Lambung adalah organ pencernaan yang paling melebar, dan terletak di antara bagian akhir dari esofagus dan awal dari usus halus. Lambung merupakan ruang berbentuk kantung mirip huruf J, berada di bawah diafragma, terletak pada regio epigastrik, umbilikal, dan hipokondria kiri pada regio abdomen. Secara anatomik, lambung memiliki lima bagian utama, yaitu kardiak, fundus, badan (body), antrum, dan pilori. Kardia adalah daerah kecil yang berada pada hubungan gastroesofageal (gastroesophageal junction) dan terletak sebagai pintu masuk ke lambung Fundus adalah daerah berbentuk kubah yang menonjol ke bagian kiri di atas kardia. Badan (body) adalah suatu rongga longitudinal yang berdampingan dengan fundus dan merupakan bagian terbesar dari lambung. Antrum adalah bagian lambung yang menghubungkan badan (body) ke pilorik dan terdiri dari otot yang kuat. Pilorik adalah suatu struktur tubular yang menghubungkan lambung dengan duodenum dan mengandung spinkter pilorik.

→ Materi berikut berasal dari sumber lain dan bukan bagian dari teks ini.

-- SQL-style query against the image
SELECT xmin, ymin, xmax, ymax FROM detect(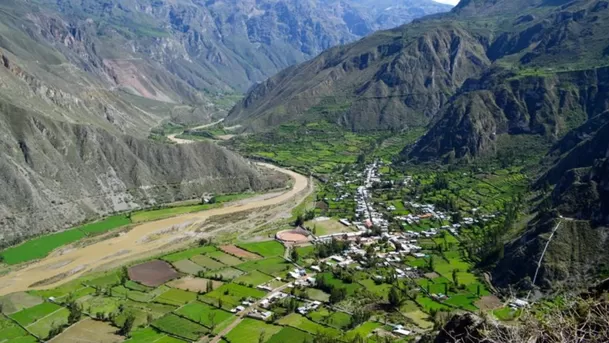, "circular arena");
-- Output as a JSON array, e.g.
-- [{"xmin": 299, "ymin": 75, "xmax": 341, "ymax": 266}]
[{"xmin": 275, "ymin": 229, "xmax": 311, "ymax": 243}]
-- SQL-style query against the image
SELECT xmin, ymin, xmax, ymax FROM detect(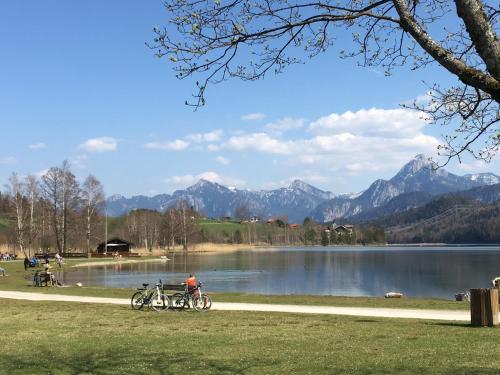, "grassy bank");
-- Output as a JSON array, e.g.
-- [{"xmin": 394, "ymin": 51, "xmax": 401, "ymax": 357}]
[
  {"xmin": 0, "ymin": 259, "xmax": 469, "ymax": 310},
  {"xmin": 0, "ymin": 300, "xmax": 500, "ymax": 375}
]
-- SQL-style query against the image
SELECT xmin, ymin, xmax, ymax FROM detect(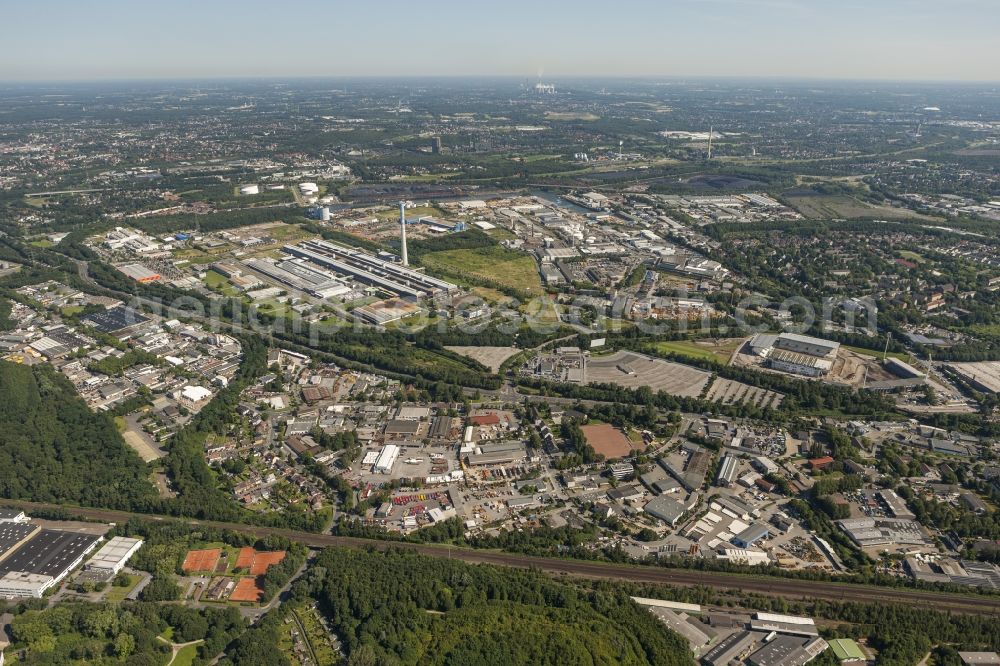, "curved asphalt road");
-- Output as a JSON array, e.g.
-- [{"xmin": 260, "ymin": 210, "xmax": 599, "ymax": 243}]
[{"xmin": 0, "ymin": 500, "xmax": 1000, "ymax": 617}]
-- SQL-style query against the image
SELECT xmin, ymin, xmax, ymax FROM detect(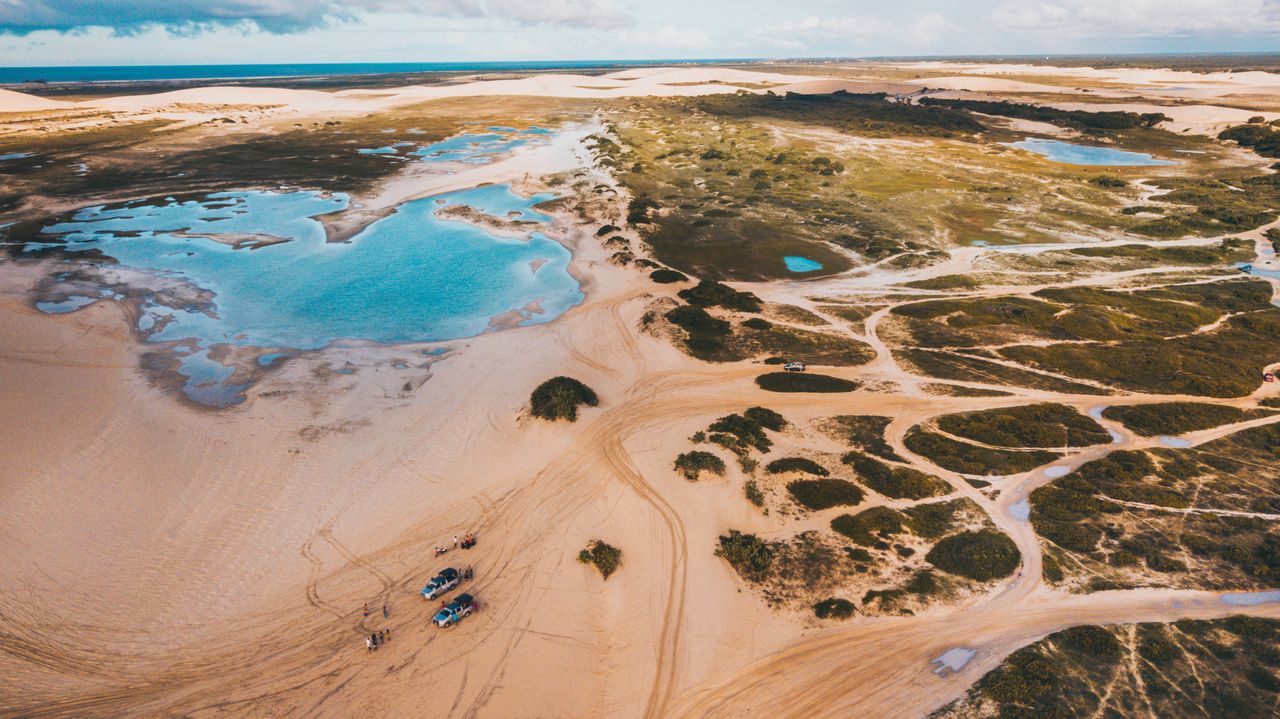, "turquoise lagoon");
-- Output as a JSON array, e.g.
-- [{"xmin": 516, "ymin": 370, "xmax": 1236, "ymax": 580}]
[
  {"xmin": 782, "ymin": 255, "xmax": 822, "ymax": 273},
  {"xmin": 27, "ymin": 186, "xmax": 582, "ymax": 406},
  {"xmin": 1009, "ymin": 138, "xmax": 1178, "ymax": 168}
]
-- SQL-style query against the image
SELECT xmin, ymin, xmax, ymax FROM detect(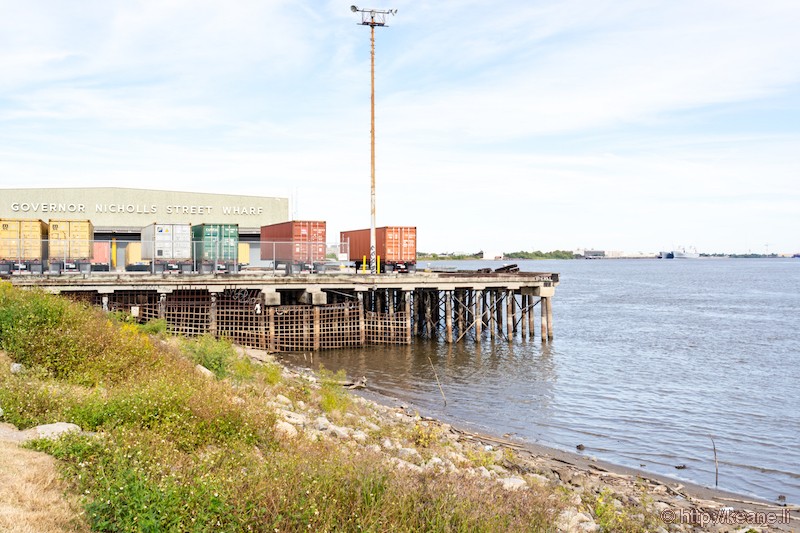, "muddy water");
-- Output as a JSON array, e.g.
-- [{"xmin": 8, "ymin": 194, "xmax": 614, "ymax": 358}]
[{"xmin": 276, "ymin": 259, "xmax": 800, "ymax": 503}]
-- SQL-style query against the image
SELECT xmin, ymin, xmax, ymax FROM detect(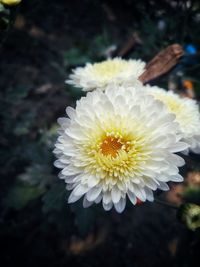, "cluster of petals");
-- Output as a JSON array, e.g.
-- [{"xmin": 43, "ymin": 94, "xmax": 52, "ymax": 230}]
[
  {"xmin": 66, "ymin": 57, "xmax": 146, "ymax": 91},
  {"xmin": 54, "ymin": 83, "xmax": 188, "ymax": 215},
  {"xmin": 146, "ymin": 85, "xmax": 200, "ymax": 153}
]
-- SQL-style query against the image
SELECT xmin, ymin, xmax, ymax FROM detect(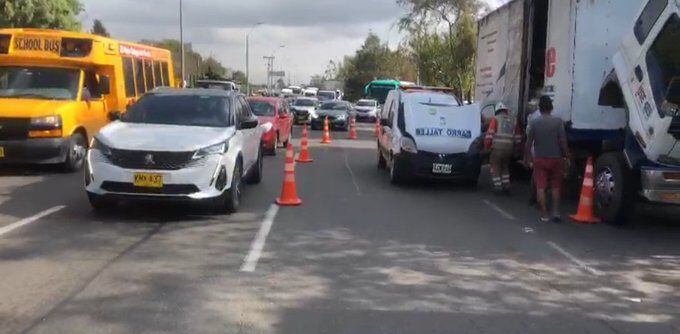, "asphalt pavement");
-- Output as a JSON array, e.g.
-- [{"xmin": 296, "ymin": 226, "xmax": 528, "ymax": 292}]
[{"xmin": 0, "ymin": 124, "xmax": 680, "ymax": 334}]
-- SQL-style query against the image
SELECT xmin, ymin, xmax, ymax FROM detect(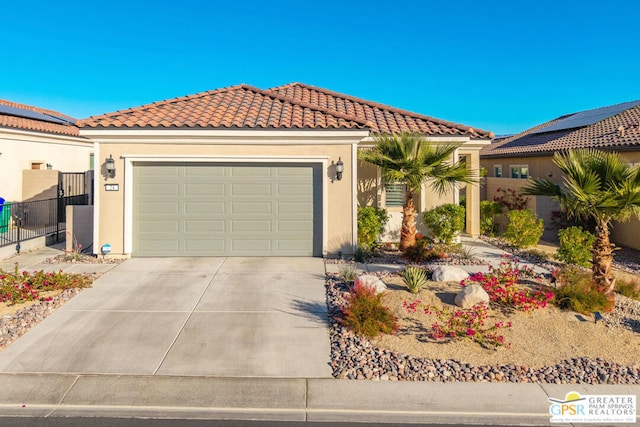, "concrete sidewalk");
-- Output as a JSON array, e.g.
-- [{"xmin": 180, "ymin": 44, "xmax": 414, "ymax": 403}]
[
  {"xmin": 0, "ymin": 246, "xmax": 640, "ymax": 425},
  {"xmin": 0, "ymin": 374, "xmax": 640, "ymax": 425}
]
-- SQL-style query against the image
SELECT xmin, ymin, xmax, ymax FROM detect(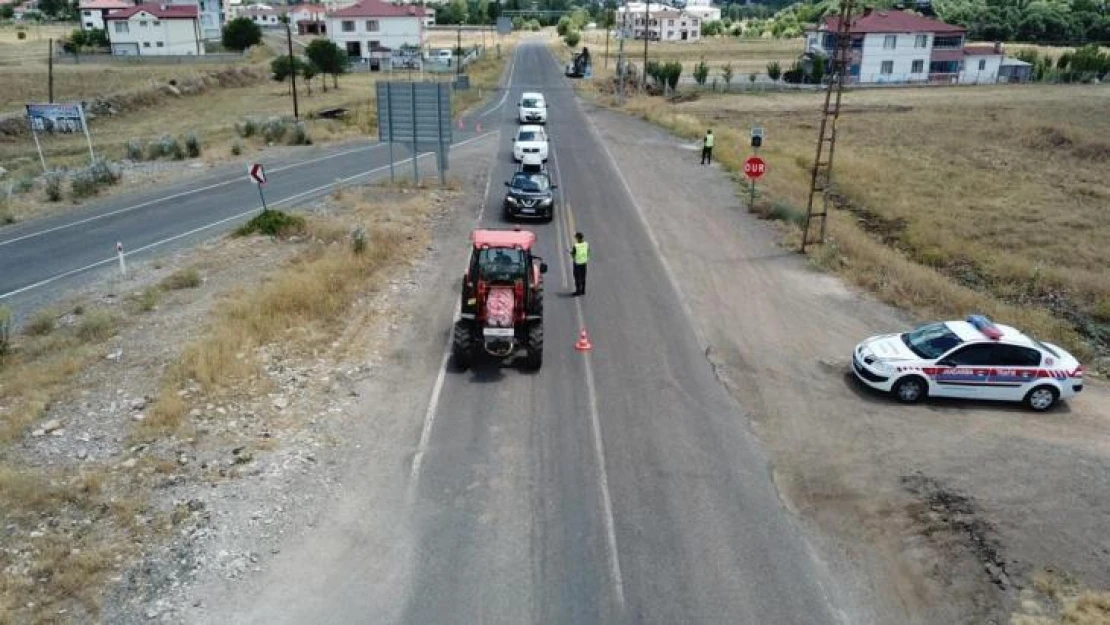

Dinding lambung tersusun dari empat lapisan dasar utama, sama halnya dengan lapisan saluran cerna secara umum dengan modifikasi tertentu yaitu lapisan mukosa, submukosa, muskularis eksterna, dan serosa. 1. Lapisan mukosa terdiri atas epitel permukaan, lamina propia, dan muskularis mukosa. Epitel permukaan yang berlekuk ke dalam lamina propia dengan kedalaman yang bervariasi, dan membentuk sumur-sumur lambung disebut foveola gastrika. Epitel yang menutupi permukaan dan melapisi lekukan-lekukan tersebut adalah epitel selapis silindris dan semua selnya menyekresi mukus alkalis. Lamina propia lambung terdiri atas jaringan ikat longgar yang disusupi sel otot polos dan sel limfoid. Muskularis mukosa yang memisahkan mukosa dari submukosa dan mengandung otot polos. 2. Lapisan sub mukosa mengandung jaringan ikat, pembuluh darah, sistem limfatik, limfosit, dan sel plasma. Sebagai tambahan yaitu terdapat pleksus submukosa.3. Lapisan muskularis propia terdiri dari tiga lapisan otot, yaitu (1) inner oblique, (2) middle circular, (3) outer longitudinal. Pada muskularis propia terdapat pleksus myenterik (auerbach). Lapisan oblik terbatas pada bagian badan (body) dari lambung. 4. Lapisan serosa adalah lapisan yang tersusun atas epitel selapis skuamos (mesotelium) dan jaringan ikat areolar. Lapisan serosa adalah lapisan paling luar dan merupakan bagian dari viseral peritoneum.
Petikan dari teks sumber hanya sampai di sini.